Church translation for Baptist, Pentecostal and Anglican churches

Different church traditions use words differently. A Pentecostal altar call, an Anglican liturgy, and a Baptist sermon series do not need the same translation workflow. The technology can be the same, but the pastoral setup should fit the service.

By the Voco teamUpdated June 2026

Baptist and free church services

Baptist and free church services often centre on a longer sermon, notices, worship, and prayer ministry. Translation usually needs to prioritise the sermon and the moments where visitors need to know what is happening next.

  • Show the QR code during the welcome and before the sermon
  • Use live captions or phone translation for the sermon
  • Keep communion and response instructions simple enough for automatic translation

Pentecostal and charismatic services

Pentecostal services often include spontaneous prayer, testimonies, prophetic encouragement, and faster transitions. Clean microphone discipline matters more here: if five people speak off-mic, no AI or human system can capture it well.

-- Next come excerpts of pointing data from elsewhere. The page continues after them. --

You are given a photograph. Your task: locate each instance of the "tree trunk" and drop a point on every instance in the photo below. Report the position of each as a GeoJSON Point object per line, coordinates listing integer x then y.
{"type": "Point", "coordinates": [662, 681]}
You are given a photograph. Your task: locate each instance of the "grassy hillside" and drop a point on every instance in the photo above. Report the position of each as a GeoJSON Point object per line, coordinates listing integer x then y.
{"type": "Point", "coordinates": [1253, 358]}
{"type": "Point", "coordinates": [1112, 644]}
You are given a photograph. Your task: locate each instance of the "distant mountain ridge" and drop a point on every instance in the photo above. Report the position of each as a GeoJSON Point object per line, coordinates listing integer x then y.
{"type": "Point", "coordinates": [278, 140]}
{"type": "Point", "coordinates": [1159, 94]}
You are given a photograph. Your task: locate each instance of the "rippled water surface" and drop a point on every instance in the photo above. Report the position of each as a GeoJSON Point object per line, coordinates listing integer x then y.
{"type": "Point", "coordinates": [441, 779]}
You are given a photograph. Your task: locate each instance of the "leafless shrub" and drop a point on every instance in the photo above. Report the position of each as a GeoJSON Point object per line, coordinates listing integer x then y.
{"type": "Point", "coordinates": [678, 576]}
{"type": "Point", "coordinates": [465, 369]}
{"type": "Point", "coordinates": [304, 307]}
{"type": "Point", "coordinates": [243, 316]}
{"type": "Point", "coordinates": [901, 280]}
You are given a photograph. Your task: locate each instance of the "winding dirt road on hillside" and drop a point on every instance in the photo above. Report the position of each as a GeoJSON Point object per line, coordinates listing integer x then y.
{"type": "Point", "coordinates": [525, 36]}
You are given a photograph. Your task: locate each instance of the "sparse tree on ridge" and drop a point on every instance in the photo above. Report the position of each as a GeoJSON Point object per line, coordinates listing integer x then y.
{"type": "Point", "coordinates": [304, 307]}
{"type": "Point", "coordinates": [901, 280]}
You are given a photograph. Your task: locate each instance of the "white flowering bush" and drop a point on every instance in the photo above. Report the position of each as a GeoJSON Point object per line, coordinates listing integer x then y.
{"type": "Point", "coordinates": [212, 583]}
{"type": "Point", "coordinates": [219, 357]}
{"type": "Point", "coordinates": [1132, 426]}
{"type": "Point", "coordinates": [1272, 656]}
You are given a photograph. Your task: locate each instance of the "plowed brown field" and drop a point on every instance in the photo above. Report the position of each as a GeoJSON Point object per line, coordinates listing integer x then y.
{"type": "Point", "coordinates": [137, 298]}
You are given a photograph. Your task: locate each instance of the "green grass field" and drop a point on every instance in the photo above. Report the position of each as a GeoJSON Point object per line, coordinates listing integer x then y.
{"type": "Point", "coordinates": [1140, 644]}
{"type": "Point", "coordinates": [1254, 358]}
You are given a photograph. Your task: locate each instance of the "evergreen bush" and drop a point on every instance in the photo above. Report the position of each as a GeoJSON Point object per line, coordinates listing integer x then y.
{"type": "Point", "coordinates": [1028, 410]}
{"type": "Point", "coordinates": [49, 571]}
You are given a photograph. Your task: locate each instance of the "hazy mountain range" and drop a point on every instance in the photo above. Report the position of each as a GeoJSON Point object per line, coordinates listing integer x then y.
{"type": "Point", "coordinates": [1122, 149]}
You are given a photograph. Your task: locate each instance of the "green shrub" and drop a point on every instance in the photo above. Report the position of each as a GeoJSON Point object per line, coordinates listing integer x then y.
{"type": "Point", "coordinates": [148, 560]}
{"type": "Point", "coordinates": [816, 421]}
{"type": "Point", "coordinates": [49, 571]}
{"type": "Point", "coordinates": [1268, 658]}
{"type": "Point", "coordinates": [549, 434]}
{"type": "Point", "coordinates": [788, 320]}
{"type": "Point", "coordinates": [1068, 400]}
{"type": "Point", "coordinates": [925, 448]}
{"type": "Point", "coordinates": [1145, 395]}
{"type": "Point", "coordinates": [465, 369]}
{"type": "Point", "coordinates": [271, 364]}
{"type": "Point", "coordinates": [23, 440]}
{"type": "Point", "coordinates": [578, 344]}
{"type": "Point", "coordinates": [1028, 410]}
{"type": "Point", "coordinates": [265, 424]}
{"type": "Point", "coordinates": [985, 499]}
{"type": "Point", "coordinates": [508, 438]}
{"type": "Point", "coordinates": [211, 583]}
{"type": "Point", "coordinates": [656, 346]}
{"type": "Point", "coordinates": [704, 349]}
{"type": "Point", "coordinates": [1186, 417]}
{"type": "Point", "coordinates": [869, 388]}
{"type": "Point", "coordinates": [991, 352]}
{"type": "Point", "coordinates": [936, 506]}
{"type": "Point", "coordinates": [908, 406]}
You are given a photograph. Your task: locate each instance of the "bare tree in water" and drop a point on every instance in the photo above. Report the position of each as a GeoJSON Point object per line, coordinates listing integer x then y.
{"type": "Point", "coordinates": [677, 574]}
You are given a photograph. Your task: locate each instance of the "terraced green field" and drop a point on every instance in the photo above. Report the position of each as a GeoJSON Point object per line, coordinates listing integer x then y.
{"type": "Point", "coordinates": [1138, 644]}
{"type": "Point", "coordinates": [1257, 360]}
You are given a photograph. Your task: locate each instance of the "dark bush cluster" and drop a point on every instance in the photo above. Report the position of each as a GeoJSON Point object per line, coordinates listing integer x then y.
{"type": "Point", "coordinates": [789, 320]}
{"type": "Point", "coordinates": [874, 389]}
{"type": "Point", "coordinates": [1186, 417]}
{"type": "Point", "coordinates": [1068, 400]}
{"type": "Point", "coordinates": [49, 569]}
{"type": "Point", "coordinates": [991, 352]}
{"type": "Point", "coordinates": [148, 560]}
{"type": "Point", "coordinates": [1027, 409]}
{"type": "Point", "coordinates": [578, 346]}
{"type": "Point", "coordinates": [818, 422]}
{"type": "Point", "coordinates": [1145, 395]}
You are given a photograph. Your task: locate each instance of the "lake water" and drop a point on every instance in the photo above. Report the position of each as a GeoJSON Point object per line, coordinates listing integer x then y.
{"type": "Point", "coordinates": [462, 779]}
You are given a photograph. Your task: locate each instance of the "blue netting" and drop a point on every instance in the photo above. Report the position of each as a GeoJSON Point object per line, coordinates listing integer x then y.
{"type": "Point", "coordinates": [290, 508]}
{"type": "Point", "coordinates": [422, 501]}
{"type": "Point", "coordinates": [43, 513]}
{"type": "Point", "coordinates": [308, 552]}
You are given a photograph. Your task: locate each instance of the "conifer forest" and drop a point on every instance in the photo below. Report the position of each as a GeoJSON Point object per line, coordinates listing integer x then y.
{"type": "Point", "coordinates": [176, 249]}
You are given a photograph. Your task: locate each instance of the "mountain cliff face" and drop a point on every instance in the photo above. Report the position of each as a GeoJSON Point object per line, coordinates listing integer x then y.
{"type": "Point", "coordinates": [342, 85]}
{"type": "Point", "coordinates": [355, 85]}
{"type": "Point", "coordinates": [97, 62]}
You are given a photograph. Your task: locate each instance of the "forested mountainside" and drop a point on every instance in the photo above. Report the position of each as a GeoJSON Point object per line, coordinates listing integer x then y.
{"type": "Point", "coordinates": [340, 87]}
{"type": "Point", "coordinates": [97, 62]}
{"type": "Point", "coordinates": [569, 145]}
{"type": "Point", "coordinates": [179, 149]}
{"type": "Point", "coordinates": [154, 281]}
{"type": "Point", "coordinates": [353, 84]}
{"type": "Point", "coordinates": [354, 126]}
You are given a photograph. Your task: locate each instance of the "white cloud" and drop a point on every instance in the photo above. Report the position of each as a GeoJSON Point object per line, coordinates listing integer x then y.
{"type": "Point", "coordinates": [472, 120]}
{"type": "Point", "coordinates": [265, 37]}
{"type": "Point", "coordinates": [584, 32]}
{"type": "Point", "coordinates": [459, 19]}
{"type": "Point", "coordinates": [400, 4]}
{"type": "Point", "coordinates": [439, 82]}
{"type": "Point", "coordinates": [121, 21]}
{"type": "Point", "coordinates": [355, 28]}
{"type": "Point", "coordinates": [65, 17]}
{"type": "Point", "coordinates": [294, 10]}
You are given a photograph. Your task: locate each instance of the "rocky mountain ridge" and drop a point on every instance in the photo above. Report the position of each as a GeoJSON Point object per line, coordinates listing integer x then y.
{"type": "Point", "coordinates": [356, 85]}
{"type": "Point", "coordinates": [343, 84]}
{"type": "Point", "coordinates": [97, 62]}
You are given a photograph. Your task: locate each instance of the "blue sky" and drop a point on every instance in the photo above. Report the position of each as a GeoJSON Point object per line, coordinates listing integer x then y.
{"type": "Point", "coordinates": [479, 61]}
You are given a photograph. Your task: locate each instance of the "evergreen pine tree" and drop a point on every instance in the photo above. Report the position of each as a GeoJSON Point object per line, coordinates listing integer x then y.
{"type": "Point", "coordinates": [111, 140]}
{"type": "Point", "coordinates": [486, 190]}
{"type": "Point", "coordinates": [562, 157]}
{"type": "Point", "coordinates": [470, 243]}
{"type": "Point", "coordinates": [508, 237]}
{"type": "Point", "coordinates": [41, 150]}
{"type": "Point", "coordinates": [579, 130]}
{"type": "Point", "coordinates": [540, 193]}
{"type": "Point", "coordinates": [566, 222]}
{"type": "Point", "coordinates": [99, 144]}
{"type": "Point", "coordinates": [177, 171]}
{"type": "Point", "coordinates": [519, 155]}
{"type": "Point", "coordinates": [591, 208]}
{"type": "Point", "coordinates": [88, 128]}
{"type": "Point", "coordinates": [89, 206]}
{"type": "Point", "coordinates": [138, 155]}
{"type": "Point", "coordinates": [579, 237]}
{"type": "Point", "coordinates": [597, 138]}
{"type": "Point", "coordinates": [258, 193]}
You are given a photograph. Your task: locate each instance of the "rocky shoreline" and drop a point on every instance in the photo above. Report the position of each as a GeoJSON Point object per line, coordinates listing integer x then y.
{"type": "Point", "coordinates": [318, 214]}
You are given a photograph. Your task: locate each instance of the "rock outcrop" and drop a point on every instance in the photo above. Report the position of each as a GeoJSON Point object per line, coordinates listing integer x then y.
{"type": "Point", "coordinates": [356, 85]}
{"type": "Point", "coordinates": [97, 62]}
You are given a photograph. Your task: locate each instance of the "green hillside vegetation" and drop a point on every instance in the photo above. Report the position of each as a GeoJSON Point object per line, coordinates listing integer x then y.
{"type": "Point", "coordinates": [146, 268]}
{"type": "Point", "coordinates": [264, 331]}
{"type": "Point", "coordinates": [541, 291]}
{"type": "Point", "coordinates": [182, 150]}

  • Make sure testimony and prayer microphones go through the sound desk
  • Expect translation to be strongest for teaching and led moments, less perfect for overlapping prayer
  • Use short summaries from the platform when the room becomes very spontaneous

Anglican, Catholic, and liturgical services

Liturgical churches often have a predictable structure, which is an advantage. The sermon can be translated live, while fixed prayers, readings, and responses can be provided in advance as printed or digital text. Combining prepared translation with live sermon translation gives the best result.

Multisite and network churches

Church networks need consistency. A central team can provide one translation playbook, QR code guidance, and display settings, while each site chooses its own input device and languages. This makes translation repeatable without asking every site to invent its own system.

The shared rule across traditions

The best translation setup is the one volunteers will actually run. If it requires a specialist every week, it will fail eventually. Keep the Sunday workflow simple: select input, choose languages, display QR code, go live, stop session.

Frequently asked questions

Does live translation work for liturgy?

It can, but fixed liturgy is often better translated in advance. Use live translation for the sermon, notices, spontaneous prayers, and unscripted moments.

Will translation work during spontaneous prayer?

It works best when one person speaks clearly into a microphone. Overlapping voices, background music, and off-mic prayer will reduce accuracy for any speech-to-text system.

Can a church network standardise translation across sites?

Yes. A network can create one setup guide and then let each site run Voco with its own languages, QR code, and local volunteers.